The sophistication of new supercars makes Formula One speeds more accessible, and that thrill drives the new collectors. A few make time to compete in top-level GT or single seater series and learn to drive close to their cars’ performance levels. But most are too involved in business for that much focus, so they hire top-level drivers for track events and enjoy racing speeds from the passenger’s seat of super-exotica such as an F40 LM or a 333 SP.

THE NEW COLLECTORS
There are dozens of new collectors around the world, such as Tony Raftis in Australia, Rusty West in the U.S.,Bernhard Dransmann in Germany or Mehmet Rustu Basaran in Turkey. Virtually none have any interest in 1950s, ’60s, or ’70s Ferraris.

Raftis is an Australian computer guru who made millions importing IBM equipment. Besides just his supercar stable, he can go even faster in his half-dozen WWII fighters.

West founded Market Scan, which allows dealerships to electronically qualify buyers while they’re test-driving cars. The company delivered 83% of California lease cars last year—about $6 billion in business. He owns one of everything and attends numerous track days.

Dransmann made his fortune in real estate and the family furniture business. He has raced in various pro racing series in Germany including the World Sports Racing Prototypes, driving a turbocharged Ford Escort in the early-mid 1980s. He owns a 288 GTO, F40, F40 LM, F50, Enzo, and FXX.

Mehmet Basaran is chairman and CEO of Anadolubank in Turkey. He’s old money that’s generated new money and owns a 288 GTO, F40, F50, Enzo, Superamerica, McLaren F1, Porsche Carrera GT—more than 80 newer supercars in all.

DRIVEN BY PERFORMANCE
The performance edge has always driven Ferrari collectors, even back to Carl Bross—perhaps the first serious Ferrari collector—who was convinced by Dick Merritt in 1965 that he should snap up old Ferrari race cars. Thanks to family money, Bross owned 340 Mexico S/N 0224AT, 375 MM spyder S/N 0370, 375 Berlinetta S/N 0416, 410 Sport S/N 0598, and multiple other 1950s super exotics. But while Bross had the best collection of significant Ferraris, he rarely used them.

Other early collectors included Norman Silver, Briggs Cunningham, Bill Harrah, and J. B. Nethercutt in the U.S., Pierre Bardinon in France, Anthony Bamford in England (who bought Bross’s cars), and Albert Obrist in Switzerland. All these collectors bought old Ferraris because the cars were cheap and plentiful, and virtually all were purchased for less than $5,000—25% of the cost of a middle American home in 1970.

The age of the collection is a moving target.
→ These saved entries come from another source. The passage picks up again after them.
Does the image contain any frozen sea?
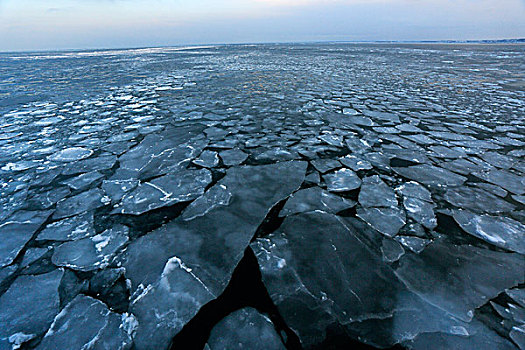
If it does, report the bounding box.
[0,43,524,350]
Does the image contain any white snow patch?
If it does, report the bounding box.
[121,313,139,337]
[92,234,111,252]
[131,284,153,305]
[8,333,36,349]
[449,326,469,336]
[160,256,214,296]
[277,258,287,269]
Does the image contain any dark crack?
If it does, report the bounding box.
[170,247,302,350]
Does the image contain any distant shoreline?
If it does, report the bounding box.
[1,39,524,54]
[334,38,525,44]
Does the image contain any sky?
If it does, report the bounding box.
[0,0,524,51]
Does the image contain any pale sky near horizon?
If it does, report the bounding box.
[0,0,524,51]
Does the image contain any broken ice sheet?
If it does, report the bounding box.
[428,145,467,159]
[393,164,467,188]
[52,224,129,271]
[219,148,249,166]
[88,268,129,313]
[0,210,53,267]
[207,308,285,350]
[323,168,361,192]
[254,147,298,163]
[479,151,516,170]
[47,147,93,162]
[473,168,525,195]
[395,235,431,254]
[344,295,493,349]
[311,158,341,173]
[54,188,108,219]
[381,237,405,263]
[405,322,516,350]
[444,186,515,214]
[1,160,40,172]
[61,153,117,176]
[512,194,525,205]
[402,196,437,230]
[119,161,307,350]
[21,247,49,268]
[439,157,486,176]
[27,186,70,210]
[356,206,406,237]
[395,238,525,322]
[192,150,219,168]
[0,270,62,348]
[506,288,525,308]
[252,211,404,346]
[204,126,229,139]
[181,184,232,221]
[0,184,28,222]
[251,211,466,348]
[358,175,397,208]
[0,265,17,287]
[474,182,508,198]
[452,209,525,254]
[319,134,344,147]
[60,171,104,191]
[279,187,356,217]
[338,154,373,171]
[344,115,374,127]
[490,301,525,324]
[3,43,525,350]
[37,212,95,241]
[114,169,211,215]
[387,148,431,165]
[102,179,139,202]
[118,126,206,179]
[37,295,135,350]
[510,324,525,350]
[363,152,392,172]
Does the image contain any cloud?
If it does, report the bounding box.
[1,0,524,51]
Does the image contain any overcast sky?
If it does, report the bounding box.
[1,0,524,51]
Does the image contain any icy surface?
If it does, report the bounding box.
[207,308,286,350]
[0,210,53,267]
[54,188,107,219]
[381,237,405,263]
[0,43,524,349]
[181,184,233,221]
[393,164,468,188]
[444,186,516,214]
[251,211,502,348]
[52,225,129,271]
[402,196,437,230]
[219,148,249,166]
[324,168,362,192]
[396,239,525,322]
[0,270,62,348]
[37,212,95,241]
[358,175,398,208]
[356,206,407,237]
[452,210,525,254]
[279,187,356,216]
[119,161,306,349]
[115,169,211,215]
[37,295,134,350]
[193,150,219,168]
[48,147,93,162]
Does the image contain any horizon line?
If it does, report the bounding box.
[1,37,524,54]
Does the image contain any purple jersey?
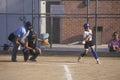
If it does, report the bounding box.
[108,39,120,47]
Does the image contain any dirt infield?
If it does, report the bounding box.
[0,55,120,80]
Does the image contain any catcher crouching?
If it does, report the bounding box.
[23,30,49,62]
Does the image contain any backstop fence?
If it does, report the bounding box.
[0,0,120,49]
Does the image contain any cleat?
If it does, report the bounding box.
[97,60,101,64]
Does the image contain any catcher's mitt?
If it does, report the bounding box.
[42,39,50,45]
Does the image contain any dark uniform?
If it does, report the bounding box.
[22,30,40,62]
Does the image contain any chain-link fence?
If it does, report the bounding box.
[0,0,120,48]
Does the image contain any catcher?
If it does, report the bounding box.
[23,30,49,62]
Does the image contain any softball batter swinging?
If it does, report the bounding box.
[77,23,100,64]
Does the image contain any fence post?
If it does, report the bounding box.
[95,0,98,50]
[50,16,53,48]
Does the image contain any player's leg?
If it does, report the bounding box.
[77,42,89,62]
[29,48,41,61]
[11,42,19,62]
[29,54,36,61]
[22,48,29,62]
[32,48,41,60]
[90,46,100,64]
[77,49,89,62]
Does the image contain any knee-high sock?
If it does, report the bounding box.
[92,50,98,60]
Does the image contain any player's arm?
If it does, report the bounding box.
[24,38,36,53]
[15,36,20,45]
[38,38,44,42]
[83,34,92,41]
[38,38,50,45]
[84,30,93,41]
[116,47,120,52]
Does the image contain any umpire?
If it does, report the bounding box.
[8,21,33,62]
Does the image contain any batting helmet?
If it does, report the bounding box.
[83,23,90,28]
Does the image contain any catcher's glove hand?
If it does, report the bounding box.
[42,39,50,45]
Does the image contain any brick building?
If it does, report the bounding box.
[57,0,120,44]
[0,0,120,46]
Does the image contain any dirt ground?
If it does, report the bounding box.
[0,55,120,80]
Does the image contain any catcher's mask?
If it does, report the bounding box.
[28,31,37,40]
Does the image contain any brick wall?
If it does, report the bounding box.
[60,0,120,44]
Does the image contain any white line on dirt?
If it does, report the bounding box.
[22,62,76,65]
[64,65,72,80]
[22,62,73,80]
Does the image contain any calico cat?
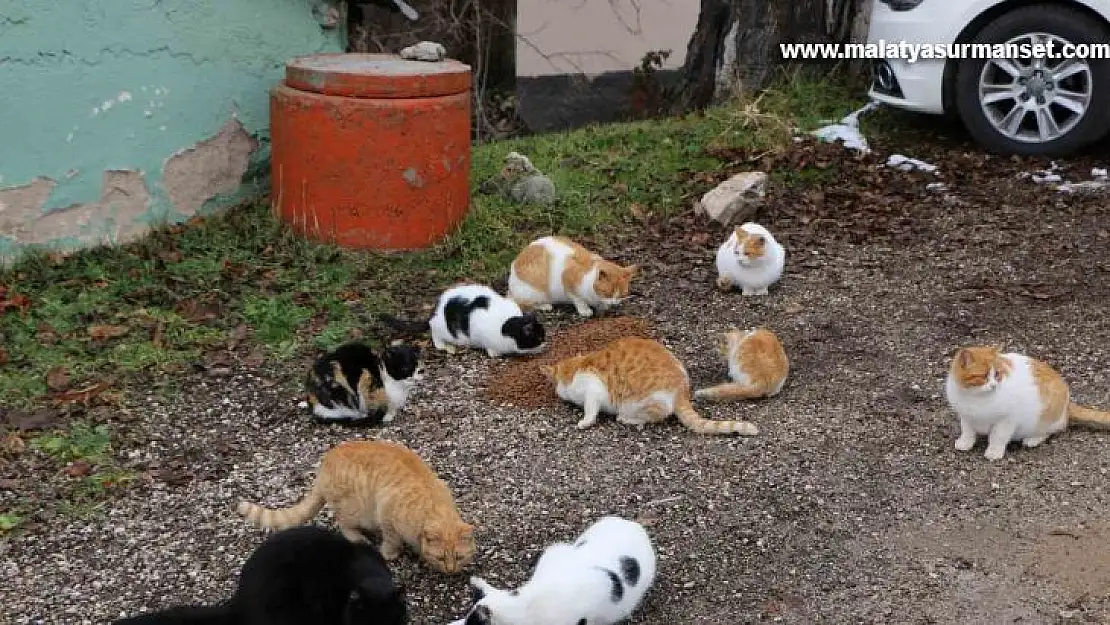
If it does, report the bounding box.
[946,345,1110,461]
[694,327,789,401]
[539,336,759,436]
[448,516,656,625]
[715,222,785,295]
[507,236,638,317]
[306,341,423,425]
[237,439,476,574]
[383,284,546,358]
[112,525,407,625]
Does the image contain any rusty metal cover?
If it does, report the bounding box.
[285,53,471,99]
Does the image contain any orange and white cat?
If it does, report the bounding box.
[539,337,759,436]
[508,236,638,317]
[694,327,788,401]
[237,439,476,574]
[945,345,1110,461]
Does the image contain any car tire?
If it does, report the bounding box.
[954,4,1110,156]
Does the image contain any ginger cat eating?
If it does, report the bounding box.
[945,345,1110,461]
[694,327,788,401]
[508,236,638,317]
[540,337,759,435]
[237,439,476,574]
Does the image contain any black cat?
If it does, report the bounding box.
[112,525,407,625]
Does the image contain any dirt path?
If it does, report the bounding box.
[3,131,1110,625]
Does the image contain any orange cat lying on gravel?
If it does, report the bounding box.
[508,235,638,317]
[237,439,475,574]
[695,327,789,401]
[541,337,759,436]
[945,345,1110,461]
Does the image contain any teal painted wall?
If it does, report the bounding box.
[0,0,344,261]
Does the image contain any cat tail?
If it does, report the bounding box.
[674,396,759,436]
[693,382,767,402]
[112,603,236,625]
[236,484,326,530]
[379,314,430,336]
[1068,402,1110,430]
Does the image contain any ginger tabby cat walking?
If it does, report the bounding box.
[508,236,638,317]
[695,327,789,401]
[945,345,1110,461]
[540,337,759,436]
[237,439,475,574]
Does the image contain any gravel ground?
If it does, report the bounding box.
[3,128,1110,625]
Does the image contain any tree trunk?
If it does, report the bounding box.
[672,0,871,113]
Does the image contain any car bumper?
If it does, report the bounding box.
[866,3,951,114]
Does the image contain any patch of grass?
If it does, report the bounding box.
[30,422,112,464]
[0,512,25,534]
[0,72,867,410]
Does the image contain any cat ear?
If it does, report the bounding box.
[538,364,555,379]
[624,263,639,276]
[733,226,745,239]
Cunningham, Harrah, Nethercutt, Bamford and Montagu were buying last year’s, or at most, last decade’s model. When I started collecting Ferraris, Comp Daytonas were still charging down the Mulsanne straight and a 250 GTO was a ten-year-old racer.

My personal introduction to supercars was the 1970 24 Hours of Le Mans, when the 512 and the Porsche 917 were considered lethal weapons for use only by the most qualified drivers, yet in June 2005, at the Ferrari Challenge race at Mont Tremblant, the 360 Challenge cars lapped faster than well-driven 512Ms. That’s progress, but the 512M will always be ultra-desirable when 360 Challenge cars are just used cars.

Tastes in cars change just like in other forms of art. While the dinosaurs of my generation think of many of these supercars as “new,” everything is relative. In the view of some of today’s new age collectors, the F40 is just an underpowered 16-year-old car, and the 288 GTO is even more hopeless as it hits 22. All this is just proof that the bulge moves through the snake and life goes on, and excitement is where you personally find it.